On Wednesday, Alpha Architect rolled out the Alpha Architect Value Momentum Trend ETF (BATS: VMOT). VMOT has a 0.79% total expense ratio.

The Value Momentum Trend ETF tries to reflect the performance of the Alpha Architect Value momentum Trend Index, which utilizes a proprietary methodology developed by Empirical Finance, d/b/a Alpha Architect to select component holdings. The fund is also a fund-of-funds, so it primarily holds assets in shares of other ETFs.

VMOT will be primarily composed of the other Alpha Architect ETFs, including the ValueShares U.S. Quantitative Value ETF (BATS: QVAL), ValueShares International Quantitative Value ETF (BATS: IVAL), MomentumShares U.S. Quantitative Momentum ETF (BATS: QMOM) and MomentumShares International Quantitative Momentum ETF (BATS: IMOM).

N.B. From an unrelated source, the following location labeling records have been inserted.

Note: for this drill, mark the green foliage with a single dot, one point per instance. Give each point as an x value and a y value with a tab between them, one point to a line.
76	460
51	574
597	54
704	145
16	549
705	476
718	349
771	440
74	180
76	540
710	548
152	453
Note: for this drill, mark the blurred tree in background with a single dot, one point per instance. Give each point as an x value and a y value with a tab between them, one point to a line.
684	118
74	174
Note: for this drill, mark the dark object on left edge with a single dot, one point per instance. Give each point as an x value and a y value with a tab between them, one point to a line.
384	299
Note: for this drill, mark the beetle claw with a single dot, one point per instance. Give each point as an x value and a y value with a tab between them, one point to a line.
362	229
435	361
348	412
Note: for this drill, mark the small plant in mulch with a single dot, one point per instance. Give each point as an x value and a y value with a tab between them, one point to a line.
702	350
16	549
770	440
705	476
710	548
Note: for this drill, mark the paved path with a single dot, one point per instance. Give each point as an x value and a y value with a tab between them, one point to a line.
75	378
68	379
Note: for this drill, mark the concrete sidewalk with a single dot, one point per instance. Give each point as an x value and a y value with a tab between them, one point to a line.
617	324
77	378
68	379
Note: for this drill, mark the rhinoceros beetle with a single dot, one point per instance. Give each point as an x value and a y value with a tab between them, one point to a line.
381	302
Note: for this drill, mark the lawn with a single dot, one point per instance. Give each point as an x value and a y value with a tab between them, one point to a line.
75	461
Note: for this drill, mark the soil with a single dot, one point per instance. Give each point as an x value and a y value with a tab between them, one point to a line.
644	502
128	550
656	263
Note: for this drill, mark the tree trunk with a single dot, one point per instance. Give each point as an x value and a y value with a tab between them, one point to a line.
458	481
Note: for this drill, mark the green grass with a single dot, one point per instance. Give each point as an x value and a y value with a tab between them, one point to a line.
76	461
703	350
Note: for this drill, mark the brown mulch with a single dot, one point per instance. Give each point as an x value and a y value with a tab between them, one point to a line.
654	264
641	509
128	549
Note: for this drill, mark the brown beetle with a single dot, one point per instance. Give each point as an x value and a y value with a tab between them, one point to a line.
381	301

A “momentum” investment style emphasizes investing in securities that have had better recent total return performance compared to other securities, whereas a “value” investment style emphasizes investing in securities that based on quantitative analysis are considered undervalue compared to other securities.

“The Index is developed based primarily on a risk-parity approach, which focuses on an allocation of risk rather than an allocation of capital,” according to the prospectus. “The Fund uses risk parity to seek to construct a portfolio with less volatility and risk. As of March 1, 2017, the Index was weighted as follows: 22.27% in the ValueShares U.S. Quantitative Value ETF; 25.33% in the ValueShares International Quantitative Value ETF; 24.79% in the MomentumShares U.S. Quantitative Momentum ETF; 27.61% MomentumShares International Quantitative Momentum ETF; and 0% in cash and cash equivalents.”

In downtrending markets, the underlying index may hedge up to 100% of the value of its long portfolio by shorting a representative broad based U.S. securities index ETF when either one or both conditions are met: First, the U.S. equity markets’ total return over a rolling twelve calendar month period is less than or equal to U.S. Treasury bill returns over the same period. Second, the U.S. equity markets’ twelve month moving average exceeds current price.

There is a 50% weight to each rule. If both are triggered, the index’s U.S. equity portfolio will be fully hedged. If one rule is triggered the index’s U.S. equity portfolio will be 50% hedged. Otherwise, the index’s U.S. equity portfolio will have no hedge.

The same hedging methodology is applied with its international portfolio.